Diseases. 2025 Aug 7;13(8):250. doi: 10.3390/diseases13080250.
Critical illness profoundly disrupts the gut microbiota leading to a state of dysbiosis characterized by reduced microbial diversity and overrepresentation of pathogenic taxa such as Enterobacteriaceae and Proteobacteria. This dysbiotic shift compromises gut barrier integrity and modulates immune responses, contributing to systemic inflammation and increasing susceptibility to nosocomial infections and multi-organ dysfunction. Nutritional strategies in the ICU significantly influence the composition and function of the gut microbiota. Enteral nutrition supports the maintenance of microbial diversity and gut mucosal health, whereas parenteral nutrition is associated with mucosal atrophy and further microbial imbalance. Emerging interventions, including the administration of probiotics, prebiotics, synbiotics, and fermented products like kefir, show promise in restoring microbial equilibrium and improving patient outcomes. This review presents current evidence on the alterations of the gut microbiota in critically ill patients, explores the systemic consequences of dysbiosis, and evaluates the impact of nutritional and microbiota-targeted therapies in improving patient outcomes.

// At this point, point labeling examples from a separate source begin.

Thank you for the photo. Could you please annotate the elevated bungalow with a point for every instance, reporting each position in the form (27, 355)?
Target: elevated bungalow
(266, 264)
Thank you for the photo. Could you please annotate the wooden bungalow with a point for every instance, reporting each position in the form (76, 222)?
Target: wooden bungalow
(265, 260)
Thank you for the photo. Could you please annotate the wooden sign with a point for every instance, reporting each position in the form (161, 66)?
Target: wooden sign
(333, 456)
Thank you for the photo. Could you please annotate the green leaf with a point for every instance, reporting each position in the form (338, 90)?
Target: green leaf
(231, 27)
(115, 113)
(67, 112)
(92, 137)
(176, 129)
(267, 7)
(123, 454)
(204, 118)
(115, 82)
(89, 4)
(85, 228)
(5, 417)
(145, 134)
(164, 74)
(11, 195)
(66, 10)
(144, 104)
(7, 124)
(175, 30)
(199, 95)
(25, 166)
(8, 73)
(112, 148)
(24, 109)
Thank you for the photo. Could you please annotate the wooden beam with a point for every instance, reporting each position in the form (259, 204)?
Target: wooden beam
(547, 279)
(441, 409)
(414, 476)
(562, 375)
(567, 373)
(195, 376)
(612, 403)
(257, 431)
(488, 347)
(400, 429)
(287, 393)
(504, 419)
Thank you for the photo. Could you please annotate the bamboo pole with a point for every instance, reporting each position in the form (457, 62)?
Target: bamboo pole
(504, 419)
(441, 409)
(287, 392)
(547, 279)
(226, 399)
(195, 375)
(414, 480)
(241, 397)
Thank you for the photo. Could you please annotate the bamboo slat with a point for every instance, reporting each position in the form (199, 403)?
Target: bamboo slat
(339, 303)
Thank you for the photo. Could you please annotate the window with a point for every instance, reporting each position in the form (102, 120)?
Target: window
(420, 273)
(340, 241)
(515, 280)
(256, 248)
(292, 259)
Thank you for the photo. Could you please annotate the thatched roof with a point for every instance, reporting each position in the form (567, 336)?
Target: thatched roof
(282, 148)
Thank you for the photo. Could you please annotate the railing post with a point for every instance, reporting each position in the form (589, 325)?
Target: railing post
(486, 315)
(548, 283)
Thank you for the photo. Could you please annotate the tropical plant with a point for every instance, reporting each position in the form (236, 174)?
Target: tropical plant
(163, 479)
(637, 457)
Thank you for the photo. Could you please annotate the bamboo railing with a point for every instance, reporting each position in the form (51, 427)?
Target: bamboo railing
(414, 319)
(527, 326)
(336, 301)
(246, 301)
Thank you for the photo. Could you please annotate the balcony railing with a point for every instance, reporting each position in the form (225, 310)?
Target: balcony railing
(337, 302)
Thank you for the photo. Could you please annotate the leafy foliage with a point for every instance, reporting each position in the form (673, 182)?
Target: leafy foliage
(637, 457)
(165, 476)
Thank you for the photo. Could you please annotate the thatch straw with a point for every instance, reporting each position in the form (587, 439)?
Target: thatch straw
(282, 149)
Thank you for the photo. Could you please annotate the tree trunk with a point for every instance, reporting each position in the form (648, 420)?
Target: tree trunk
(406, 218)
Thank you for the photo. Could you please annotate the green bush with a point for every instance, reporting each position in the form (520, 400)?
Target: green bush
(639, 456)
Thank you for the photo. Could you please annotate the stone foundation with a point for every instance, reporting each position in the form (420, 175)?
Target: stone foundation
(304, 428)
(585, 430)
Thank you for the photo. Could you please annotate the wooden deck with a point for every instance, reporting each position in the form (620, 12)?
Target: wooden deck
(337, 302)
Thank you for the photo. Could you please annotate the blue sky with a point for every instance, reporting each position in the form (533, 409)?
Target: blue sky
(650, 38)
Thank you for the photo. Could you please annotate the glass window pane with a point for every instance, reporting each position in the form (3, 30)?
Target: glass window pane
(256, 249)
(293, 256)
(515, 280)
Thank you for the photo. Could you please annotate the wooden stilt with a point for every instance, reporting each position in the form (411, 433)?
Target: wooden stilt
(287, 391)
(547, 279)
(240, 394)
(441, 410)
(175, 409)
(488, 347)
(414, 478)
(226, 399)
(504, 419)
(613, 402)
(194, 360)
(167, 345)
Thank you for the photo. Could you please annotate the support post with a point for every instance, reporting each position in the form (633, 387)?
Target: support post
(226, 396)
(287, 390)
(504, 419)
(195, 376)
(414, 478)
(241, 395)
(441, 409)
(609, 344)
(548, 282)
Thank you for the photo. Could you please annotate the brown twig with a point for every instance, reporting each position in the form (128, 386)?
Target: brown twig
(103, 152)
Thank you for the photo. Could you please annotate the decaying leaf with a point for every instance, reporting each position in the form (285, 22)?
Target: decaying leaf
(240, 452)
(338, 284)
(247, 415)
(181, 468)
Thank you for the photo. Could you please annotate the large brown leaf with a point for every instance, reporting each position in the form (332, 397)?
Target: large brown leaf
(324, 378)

危重病会严重破坏肠道微生物群,导致生态失调状态,其特征是微生物多样性降低,以及肠杆菌科和变形菌等致病菌群过度繁殖。这种生态失调转变会损害肠道屏障完整性并调节免疫反应,导致全身炎症,并增加医院感染和多器官功能障碍的易感性。重症监护病房(ICU)的营养策略会显著影响肠道微生物群的组成和功能。肠内营养有助于维持微生物多样性和肠道黏膜健康,而肠外营养则与黏膜萎缩和进一步微生物失衡有关。包括施用益生菌、益生元、合生元以及开菲尔等发酵产品在内的新干预措施,在恢复微生物平衡和改善患者预后方面显示出前景。本综述介绍了危重病患者肠道微生物群改变的当前证据,探讨了生态失调的全身后果,并评估了营养疗法和针对微生物群的疗法对改善患者预后的影响。